Providers collaborate to reduce readmissions
Program generates estimated $39 million savings
Executive Summary
By working together and meeting regularly, San Francisco Bay-area hospitals and post-acute partners have prevented an estimated 4,000 readmissions.
• The program included education for participating hospitals on evidence-based readmission reduction models and other available tools.
• Hospitals analyzed their readmission data and determined which patients were coming back and why.
• Representatives of hospitals and post-acute providers meet regularly and collaborate on better patient care.
A readmission reduction collaborative of San Francisco Bay-area hospitals and their post-acute partners has reduced hospital readmissions by 20% among participating hospitals, preventing more than 4,000 readmissions.
Using Medicare’s published rate of $9,500 in costs per readmission, the initiative has resulted in $39 million in savings for the healthcare system, according to Pat Teske, RN, MHA, implementation officer for the Avoid Readmissions through Collaboration (ARC) initiative.
ARC is supported by funding from the Gordon and Betty Moore Foundation, and led by Cynosure Health in partnership with the California Quality Collaborative.
"Readmissions not only cost $17 billion annually, nationwide, but they have a huge impact on patients. In order to reduce readmissions, hospitals need understand which patients are coming back and why and partner with providers in the community to make sure that resources are in place for patients to have a successful transition," Teske says.
In the first year of the program, the organization concentrated on education, informing participating hospitals about evidence-based readmission reduction models and training them on how to use the available tools.
Teske also worked closely with the hospitals to analyze readmission data and use the information to determine why their own patient population was coming back and what diagnoses readmitted patients had.
The causes of readmission have common themes, such as medication issues and lack of follow-up, but there is no one-size-fits-all, Teske says. "Some hospitals have huge issues with homelessness and how to help those patients get the post-acute services they need," she says.
Many hospitals found that a large percentage of patients were readmitted for heart failure, but that wasn’t always the case, she says. One hospital found that patients with sepsis were readmitted most frequently. Another determined that although it didn’t have a high volume of patients with HIV, those patients had the highest percentage of readmissions," she adds. Another found that the majority of readmissions were coming from a skilled nursing facility.
Talk to patients and find out why they are coming back, Teske suggests. Check with the primary care providers and find out if they knew patients had been hospitalized. Gathering as much data as possible will help hospitals and their community partners determine which initiatives will be the most helpful, she adds. Look at your processes and how they work. For instance, if your staff use teach-back in their patient education, make sure they are trained, and that they are using the tool effectively.
After conducting the detailed analysis, each hospital developed individual plans to improve their discharge process.
In Phase 2, the hospitals are working with skilled nursing facilities, home health agencies, and other organizations in the community to analyze why readmissions are occurring. "It’s like peeling an onion, layer after layer. When patients return, hospitals and post-acute providers and services are analyzing what happened, what didn’t happen that should have happened, and what the players can do to improve the process," she says.

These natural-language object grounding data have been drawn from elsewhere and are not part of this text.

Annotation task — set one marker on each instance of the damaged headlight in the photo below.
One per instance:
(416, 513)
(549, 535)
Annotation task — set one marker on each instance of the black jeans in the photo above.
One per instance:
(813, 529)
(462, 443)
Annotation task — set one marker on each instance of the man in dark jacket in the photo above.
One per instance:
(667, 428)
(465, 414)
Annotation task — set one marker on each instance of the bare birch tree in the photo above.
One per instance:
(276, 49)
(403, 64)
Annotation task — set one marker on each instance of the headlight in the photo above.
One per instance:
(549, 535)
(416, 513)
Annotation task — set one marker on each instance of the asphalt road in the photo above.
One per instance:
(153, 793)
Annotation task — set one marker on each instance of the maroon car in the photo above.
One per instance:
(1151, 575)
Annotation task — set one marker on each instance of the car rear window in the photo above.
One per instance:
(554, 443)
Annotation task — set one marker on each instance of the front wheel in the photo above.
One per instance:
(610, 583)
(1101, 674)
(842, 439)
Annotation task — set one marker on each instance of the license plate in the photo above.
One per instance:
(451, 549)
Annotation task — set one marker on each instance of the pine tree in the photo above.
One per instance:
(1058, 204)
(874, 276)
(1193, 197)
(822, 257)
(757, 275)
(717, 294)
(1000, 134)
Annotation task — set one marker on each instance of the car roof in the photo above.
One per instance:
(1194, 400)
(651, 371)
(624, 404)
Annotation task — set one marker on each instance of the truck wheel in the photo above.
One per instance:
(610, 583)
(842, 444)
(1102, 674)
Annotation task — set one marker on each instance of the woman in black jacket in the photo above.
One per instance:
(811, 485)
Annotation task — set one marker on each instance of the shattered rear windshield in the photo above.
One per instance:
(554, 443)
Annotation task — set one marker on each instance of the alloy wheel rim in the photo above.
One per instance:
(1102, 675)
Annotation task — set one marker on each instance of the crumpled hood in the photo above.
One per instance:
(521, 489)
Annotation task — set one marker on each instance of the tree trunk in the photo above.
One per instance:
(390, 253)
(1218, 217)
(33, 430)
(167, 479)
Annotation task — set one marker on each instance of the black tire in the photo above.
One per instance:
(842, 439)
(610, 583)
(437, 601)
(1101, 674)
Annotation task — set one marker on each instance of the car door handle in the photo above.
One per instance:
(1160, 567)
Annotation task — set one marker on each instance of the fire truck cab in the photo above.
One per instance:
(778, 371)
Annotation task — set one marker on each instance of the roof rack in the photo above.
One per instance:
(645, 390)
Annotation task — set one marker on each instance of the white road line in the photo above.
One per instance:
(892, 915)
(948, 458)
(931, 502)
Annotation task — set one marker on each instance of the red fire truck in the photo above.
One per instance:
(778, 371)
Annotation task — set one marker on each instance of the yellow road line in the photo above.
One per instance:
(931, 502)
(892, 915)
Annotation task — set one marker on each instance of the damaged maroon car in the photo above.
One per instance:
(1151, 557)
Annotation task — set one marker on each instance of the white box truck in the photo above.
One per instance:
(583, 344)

Meeting with post-acute providers and having frank conversations has been one of the most effective strategies for hospitals in the ARC project, Teske says.
At the first meeting one hospital had with skilled nursing facilities, the representative from one facility mentioned that it wasn’t getting a form it needed with the other discharge information and that it always had to call to get it. Other facilities said they also were not getting the form. On the spot, the chief nursing officer made a call and had the form added to the discharge checklist.
"From that day forward, that point of frustration ended. That simple conversation helped so much with creating rapport and a good working relationship," she says.
Stay focused on improvement and continue to learn why patients are coming back. If you put a plan in place, monitor the interventions to make sure they are successful.
Use evidence-based models that have a proven success rate, she suggests.